# roommate will not leave!!!!



## ktgurl10 (Dec 6, 2006)

i have never known anyone to love their room as much as her...well...and me. but at least i have an excuse, i mean i do have SA, but at least i leave to go downtown every once in a while, or to the library. she is always there. morning, afternoon, and night. the only time i don't see her...is NEVER. we have the same classes, same scedule, same major. once class ends, she's back in the room again. my god, why doesn't she leave and give me some privacy!!!!!!!!!!!!!!!!!!!!!!!!!!!!!!!!!!!!


----------



## itsmemaggi (Sep 26, 2005)

I don't know, but I remember when I had roommates, and they would constantly rub it in my face that they were going out and I was stuck in the apartment with my SA. They were very mean. I loved having someone around. Maybe not constantly, but it would have made me feel a little less pathetic to have someone share in it with me.

You could always go to the library. I commute to college, now, and spend a lot of time, there.

xoxo
Maggi


----------



## sonya99 (Sep 5, 2005)

I used to feel the same way when I had a roommate. Of course, she may have been much more annoyed with me than I was with her...but anyways, it really does suck. I could go out places to have some alone time, but that got really tiresome. I could get by if i had a couple of hours with the room to myself during the day, but when that didn't happen it made me really depressed.


----------



## SilentLoner (Jan 30, 2006)

Man that sucks. I'm currently living in a dorm with a roomate.

I actually try and plan my day around the time I know she has classes. But at least she leaves often enough at other times (I do also)

It would suck if she were always around.


----------



## ktgurl10 (Dec 6, 2006)

i do go to the library but i can't spend all my time there, i mean i need my computer for some stuff. 

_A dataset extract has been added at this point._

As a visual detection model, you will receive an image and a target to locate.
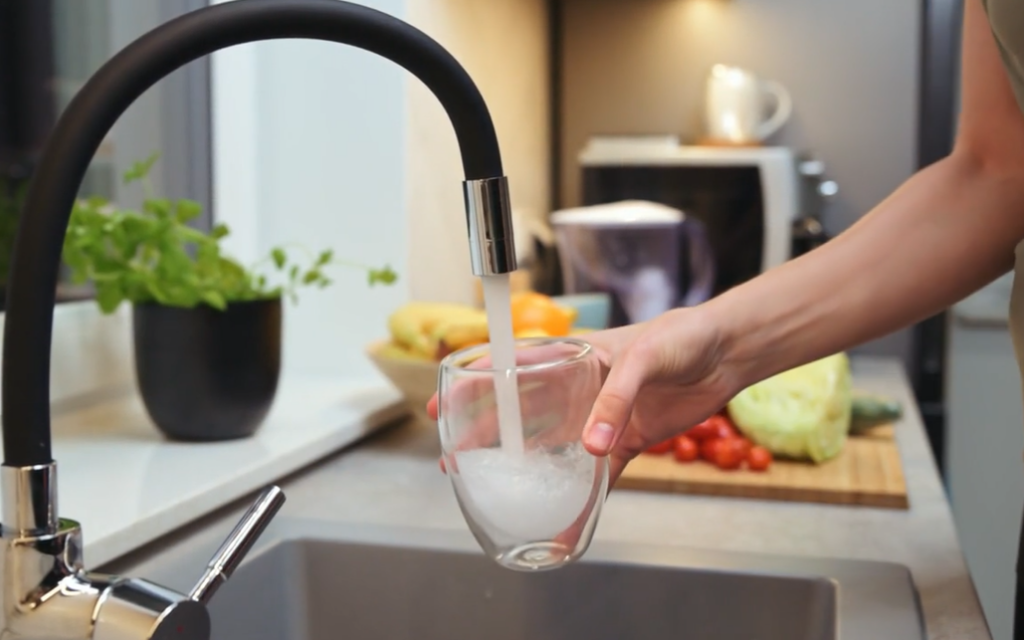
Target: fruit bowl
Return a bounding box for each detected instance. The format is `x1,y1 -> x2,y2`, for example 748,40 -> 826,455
365,340 -> 440,428
366,293 -> 610,428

i like her and all but it would be nice if she gave me some privacy even an hour would be nice. would it kill her to leave the room every so often?!


----------



## kikachuck (Nov 10, 2003)

*Re: re: roommate will not leave!!!!*



You said:


> Why don't you try and befriend her? If she's constantly in her room maybe she doesn't have too much of a social life either.

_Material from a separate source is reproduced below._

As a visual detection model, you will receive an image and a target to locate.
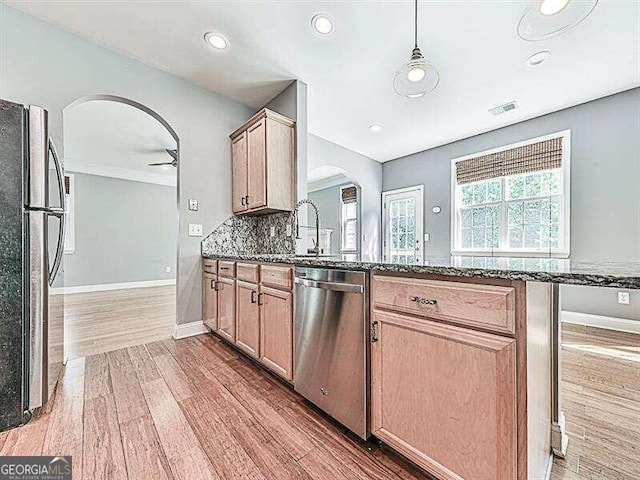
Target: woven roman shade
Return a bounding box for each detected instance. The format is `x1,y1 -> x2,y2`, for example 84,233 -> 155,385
341,185 -> 358,204
456,136 -> 563,184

Wouldn't that add to the problem? If you befriend a person who has no other friends, they tend to become rather clingy.


----------



## Shonen_Yo (Sep 8, 2006)

Maybe she has SA as well?


----------



## Farren (Jan 5, 2006)

Ick - that sounds like a detestable situation. I don't know about all SA'ers, but I cherish my alone time. When someone else is around (except hubby), I always feel the need to constantly entertain, interact, or otherwise not be totally relaxed. Well, you're halfway through the year right? So it won't go on much longer - hang tight.


----------



## 0rchid (Aug 19, 2006)

^^ off-topic, but is that your cat? That is an adorable picture!

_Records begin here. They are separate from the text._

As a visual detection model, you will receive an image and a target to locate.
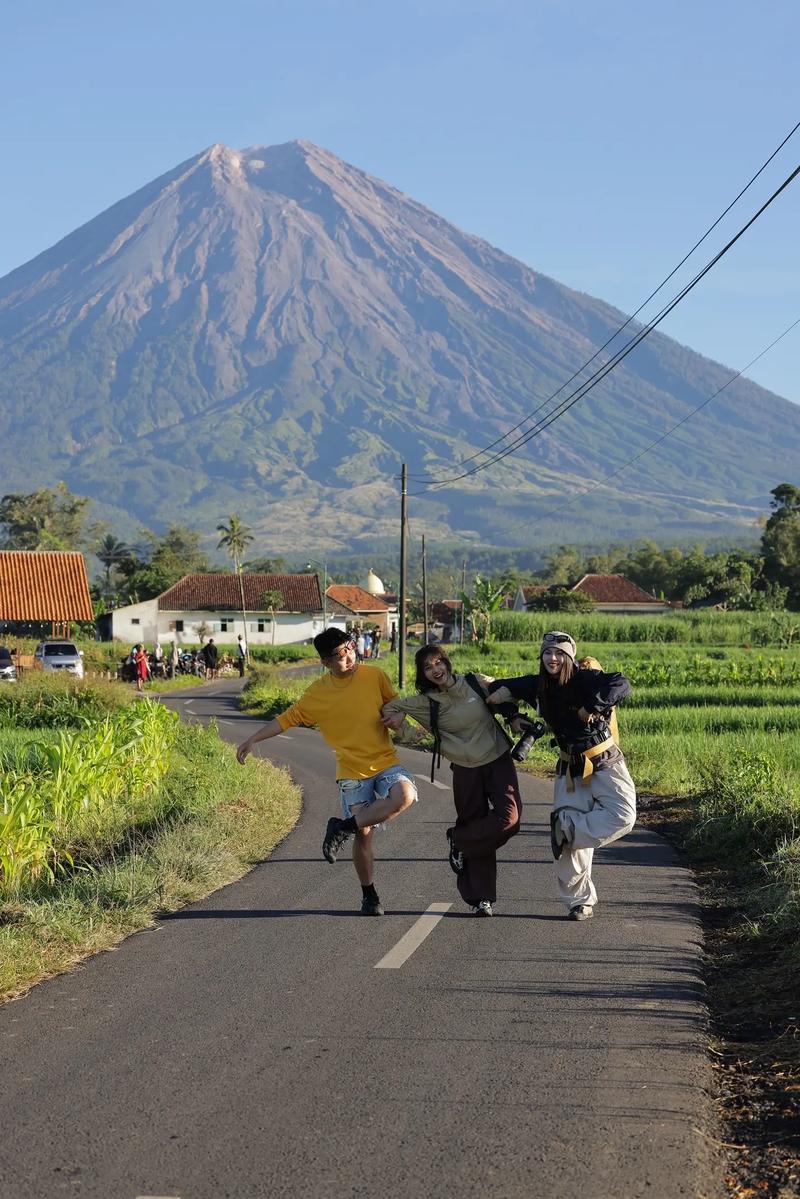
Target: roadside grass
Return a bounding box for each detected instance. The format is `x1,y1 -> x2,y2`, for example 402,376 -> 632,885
0,680 -> 301,1001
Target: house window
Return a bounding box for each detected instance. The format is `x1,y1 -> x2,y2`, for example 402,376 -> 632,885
220,620 -> 230,633
258,621 -> 266,633
175,620 -> 184,633
131,618 -> 140,625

When I had that problem, I ended up taking my laptop anywhere I can get some privacy. The residence basement, library, friends' rooms. I understand completely how it's kind of tough to befriend your roommate especially when she never leaves the room. My first year roommate constantly stayed in our room, stinking it up, always talking with her boyfriend, talking to her mom for hours and hours, crying about her marks. Okay, that last one was a little harsh, but I had a really horrible experience in terms of living with a complete stranger. :lol


----------